Jean-Baptiste Siméon Chardin (1699 - 1799) was a bit of an outlier in the French art world during his day. He came into his own during the height of the French Rococo period, yet his work is not frilly, or ornate, and it is not full of pastels. Chardin began his career as a still-life painter and is considered one of the best painters of this milieu ever. He then moved on to genre scenes. We are going to look at two of Chardin’s genre scenes, “The House of Cards,” and “Soap Bubbles.” We will also learn a little French art history, and a bit more about Chardin as a painter.
Background on the Artist
Jean-Baptiste Siméon Chardin submitted to the Académie in 1728, when he was 29 years old. He was accepted as a still life artist on his first try. He enrolled the day he was accepted. While it was an honor simply to get in, there are reports he received some, hopefully
lighthearted, taunting from other artists who were admitted under more prestigious categories. Within a few years Chardin began to compose genre paintings. The difference between genre and portraits is the subject. Portraits are almost always of the wealthy. While genre paintings were for the wealthy, even though they focused on common people doing everyday activities.
Chardin relied on multiple layers of paint that would build up very thin impasto. He was also known to alter his brushstrokes within paintings. He did this to create varying surfaces on the objects in a painting, like textiles, stone, or a glass filled with liquid soap. These techniques added great depth, volume, and texture to his canvases.
Pendants Themes House of Cards, and the Soap Bubbles
Chardin sometimes displayed works as pendants. These would be two similar sized frames that could be displayed together. The paintings either portrayed similar themes, or opposite ones. “Soap Bubbles,” and “The House of Cards” have been shown as pendants, they both share themes of idleness, and the brevity of life. Let’s look at our card player to show the theme of idleness. The young man is wearing an apron. He is most likely a servant who has been tasked with cleaning up the card table. It’s a task he is clearly not doing. Look at the Jack of Hearts that faces out from the side drawer in the table, this lets viewers know our boy is a “lovable knave.” As to the brevity of life, blowing bubbles had long been a common symbol, in Dutch paintings, to remind people that life was short. The French would most likely have understood this symbolism too.

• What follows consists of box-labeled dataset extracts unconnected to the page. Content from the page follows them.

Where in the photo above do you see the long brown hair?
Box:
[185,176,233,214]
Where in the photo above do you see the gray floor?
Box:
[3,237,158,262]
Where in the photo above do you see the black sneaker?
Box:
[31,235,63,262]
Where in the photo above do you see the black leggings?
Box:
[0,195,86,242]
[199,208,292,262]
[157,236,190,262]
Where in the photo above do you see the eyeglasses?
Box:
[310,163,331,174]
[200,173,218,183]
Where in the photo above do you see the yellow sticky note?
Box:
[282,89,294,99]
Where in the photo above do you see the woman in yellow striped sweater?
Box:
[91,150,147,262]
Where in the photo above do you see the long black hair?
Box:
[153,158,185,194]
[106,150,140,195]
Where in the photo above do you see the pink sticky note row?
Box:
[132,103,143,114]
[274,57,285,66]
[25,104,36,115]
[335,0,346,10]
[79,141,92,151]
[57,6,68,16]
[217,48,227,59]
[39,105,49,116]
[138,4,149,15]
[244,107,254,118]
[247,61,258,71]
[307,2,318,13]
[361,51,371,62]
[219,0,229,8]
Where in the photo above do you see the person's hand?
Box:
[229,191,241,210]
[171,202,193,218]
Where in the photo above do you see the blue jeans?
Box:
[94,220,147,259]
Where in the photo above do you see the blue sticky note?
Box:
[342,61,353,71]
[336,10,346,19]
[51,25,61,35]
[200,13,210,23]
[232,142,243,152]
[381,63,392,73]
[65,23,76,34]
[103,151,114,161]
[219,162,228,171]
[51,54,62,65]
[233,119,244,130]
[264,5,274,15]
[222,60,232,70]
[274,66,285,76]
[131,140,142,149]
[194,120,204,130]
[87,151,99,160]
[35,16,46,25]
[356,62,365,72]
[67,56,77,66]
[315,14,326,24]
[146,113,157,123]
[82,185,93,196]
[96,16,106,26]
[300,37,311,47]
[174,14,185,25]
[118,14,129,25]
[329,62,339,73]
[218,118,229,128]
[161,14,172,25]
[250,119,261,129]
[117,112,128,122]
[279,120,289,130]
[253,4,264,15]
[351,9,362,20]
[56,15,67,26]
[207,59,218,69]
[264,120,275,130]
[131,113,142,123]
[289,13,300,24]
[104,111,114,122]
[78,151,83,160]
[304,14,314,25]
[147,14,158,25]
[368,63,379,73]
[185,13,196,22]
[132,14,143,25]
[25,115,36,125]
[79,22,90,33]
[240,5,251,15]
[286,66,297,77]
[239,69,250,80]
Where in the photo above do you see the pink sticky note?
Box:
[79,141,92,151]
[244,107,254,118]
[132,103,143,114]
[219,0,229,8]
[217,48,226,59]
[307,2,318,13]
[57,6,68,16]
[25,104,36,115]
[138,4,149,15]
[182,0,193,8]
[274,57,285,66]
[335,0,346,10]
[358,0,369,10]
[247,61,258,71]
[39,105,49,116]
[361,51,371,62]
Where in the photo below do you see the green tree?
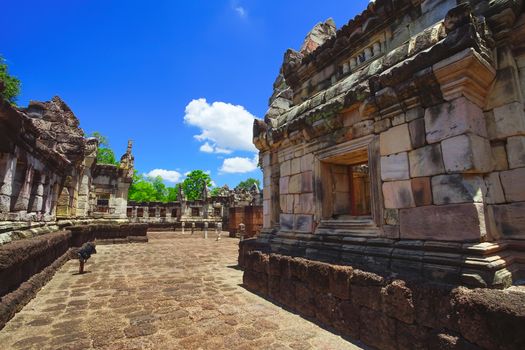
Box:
[166,183,180,202]
[128,170,155,202]
[0,56,20,105]
[149,176,168,202]
[235,177,261,191]
[210,187,221,196]
[182,170,211,201]
[91,131,119,165]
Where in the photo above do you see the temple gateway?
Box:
[247,1,525,288]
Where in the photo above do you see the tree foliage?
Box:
[0,56,20,105]
[182,170,211,201]
[235,177,261,191]
[91,131,119,165]
[128,170,211,203]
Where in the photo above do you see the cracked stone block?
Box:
[279,176,290,194]
[290,158,301,175]
[383,180,416,209]
[288,174,302,193]
[425,97,487,143]
[492,203,525,239]
[280,160,292,176]
[408,144,445,177]
[487,102,525,140]
[485,173,505,204]
[279,214,294,231]
[301,153,314,171]
[299,193,315,214]
[410,177,432,207]
[294,215,313,232]
[441,134,493,173]
[384,209,399,225]
[399,203,487,242]
[432,174,487,205]
[491,142,509,170]
[381,152,410,181]
[408,118,427,148]
[301,171,314,193]
[500,168,525,202]
[379,124,412,156]
[507,136,525,169]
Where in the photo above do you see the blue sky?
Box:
[0,0,368,186]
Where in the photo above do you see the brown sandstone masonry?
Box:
[243,251,525,349]
[0,224,147,329]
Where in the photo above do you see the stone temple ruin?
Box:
[0,90,262,329]
[127,185,263,238]
[239,0,525,348]
[0,97,133,228]
[0,0,525,349]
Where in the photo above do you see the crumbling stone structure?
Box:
[127,185,262,236]
[244,0,525,349]
[0,97,147,329]
[250,0,525,288]
[0,97,133,242]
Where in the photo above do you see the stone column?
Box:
[13,166,34,211]
[77,168,91,216]
[29,173,46,213]
[239,223,246,241]
[0,153,16,213]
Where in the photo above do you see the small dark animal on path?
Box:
[77,242,97,274]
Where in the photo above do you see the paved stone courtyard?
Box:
[0,232,358,349]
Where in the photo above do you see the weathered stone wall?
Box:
[0,97,133,222]
[243,251,525,349]
[0,224,147,329]
[254,0,525,287]
[228,206,263,238]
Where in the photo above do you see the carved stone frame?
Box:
[314,135,384,231]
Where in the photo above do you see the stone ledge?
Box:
[245,231,525,289]
[0,221,148,329]
[243,251,525,349]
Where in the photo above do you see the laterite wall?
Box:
[241,251,525,349]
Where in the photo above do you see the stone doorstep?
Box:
[265,232,525,288]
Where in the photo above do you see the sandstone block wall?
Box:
[243,251,525,349]
[253,0,525,287]
[0,224,147,329]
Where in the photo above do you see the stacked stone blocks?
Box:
[243,251,525,349]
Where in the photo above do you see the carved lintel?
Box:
[433,48,496,108]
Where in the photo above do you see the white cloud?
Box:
[199,142,213,153]
[199,142,232,154]
[146,169,182,183]
[219,157,257,174]
[234,6,248,18]
[184,98,257,154]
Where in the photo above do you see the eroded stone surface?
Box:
[0,232,357,349]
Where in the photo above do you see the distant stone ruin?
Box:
[0,97,147,328]
[127,185,263,237]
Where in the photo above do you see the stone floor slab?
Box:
[0,232,359,350]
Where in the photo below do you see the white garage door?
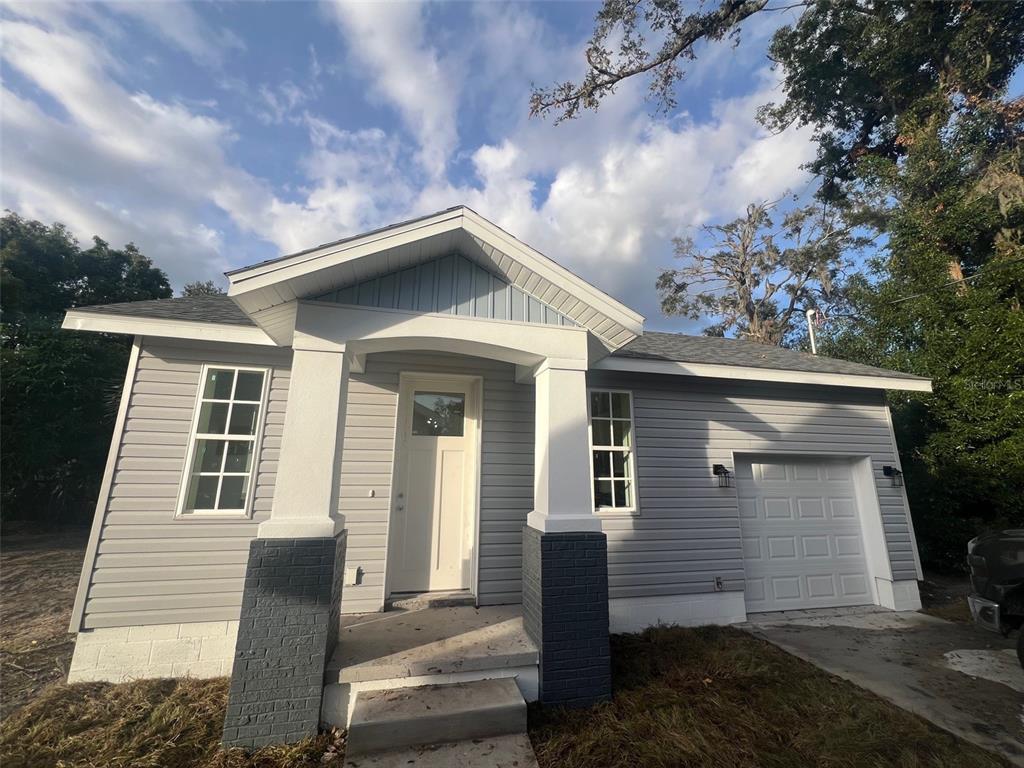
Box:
[736,457,873,613]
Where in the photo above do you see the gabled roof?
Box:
[595,331,932,392]
[227,206,643,349]
[71,295,256,328]
[611,331,928,381]
[65,296,931,391]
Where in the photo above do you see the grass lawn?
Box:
[530,627,1007,768]
[0,537,1007,768]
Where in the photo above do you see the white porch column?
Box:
[526,360,601,534]
[257,345,349,539]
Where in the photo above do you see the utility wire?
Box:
[889,256,1024,304]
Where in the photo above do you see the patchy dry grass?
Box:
[530,627,1006,768]
[920,573,974,624]
[0,679,345,768]
[0,528,89,718]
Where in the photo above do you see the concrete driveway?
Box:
[742,607,1024,766]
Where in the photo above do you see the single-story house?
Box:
[63,207,930,744]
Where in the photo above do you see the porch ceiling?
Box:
[228,207,643,349]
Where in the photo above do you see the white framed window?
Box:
[588,389,637,514]
[178,364,270,517]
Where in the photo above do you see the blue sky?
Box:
[0,2,813,331]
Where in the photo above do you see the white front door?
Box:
[388,376,479,594]
[736,456,874,613]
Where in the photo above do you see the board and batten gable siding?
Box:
[74,339,292,629]
[317,254,575,326]
[339,352,534,613]
[588,372,918,598]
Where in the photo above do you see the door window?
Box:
[413,392,466,437]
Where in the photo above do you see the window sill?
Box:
[594,507,640,519]
[174,511,253,520]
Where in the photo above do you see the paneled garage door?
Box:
[736,457,873,613]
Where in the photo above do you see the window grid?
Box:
[181,366,268,515]
[589,389,636,512]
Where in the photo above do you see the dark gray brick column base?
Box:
[522,526,611,707]
[222,531,346,748]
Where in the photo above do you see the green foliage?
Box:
[657,203,864,345]
[766,2,1024,567]
[0,213,171,521]
[529,0,768,123]
[181,280,225,296]
[761,0,1024,199]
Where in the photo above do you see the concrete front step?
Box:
[347,678,526,758]
[345,733,538,768]
[384,590,476,610]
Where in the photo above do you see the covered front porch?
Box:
[216,208,643,745]
[219,301,609,742]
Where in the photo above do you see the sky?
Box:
[0,2,814,332]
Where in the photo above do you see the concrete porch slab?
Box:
[324,605,539,684]
[345,733,538,768]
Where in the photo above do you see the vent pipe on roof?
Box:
[804,309,818,354]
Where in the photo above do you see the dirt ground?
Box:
[0,528,89,719]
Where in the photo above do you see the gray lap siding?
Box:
[589,372,916,598]
[83,339,291,629]
[75,339,916,629]
[75,340,534,629]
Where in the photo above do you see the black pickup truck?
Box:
[967,528,1024,667]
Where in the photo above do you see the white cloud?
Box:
[0,4,812,328]
[108,0,246,69]
[0,13,403,283]
[330,1,461,179]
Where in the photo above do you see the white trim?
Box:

During his heyday, Chardin was very popular. He often painted copies of his works for multiple buyers. “Blowing Bubbles,” can be found at three major US museums, including the National Gallery of Art, in Washington DC. Chardin received great honors in his lifetime. At one point he was given living, and working quarters inside the Louvre. Sadly, he fell out of favor later in life. Now his works grace major museums around the globe.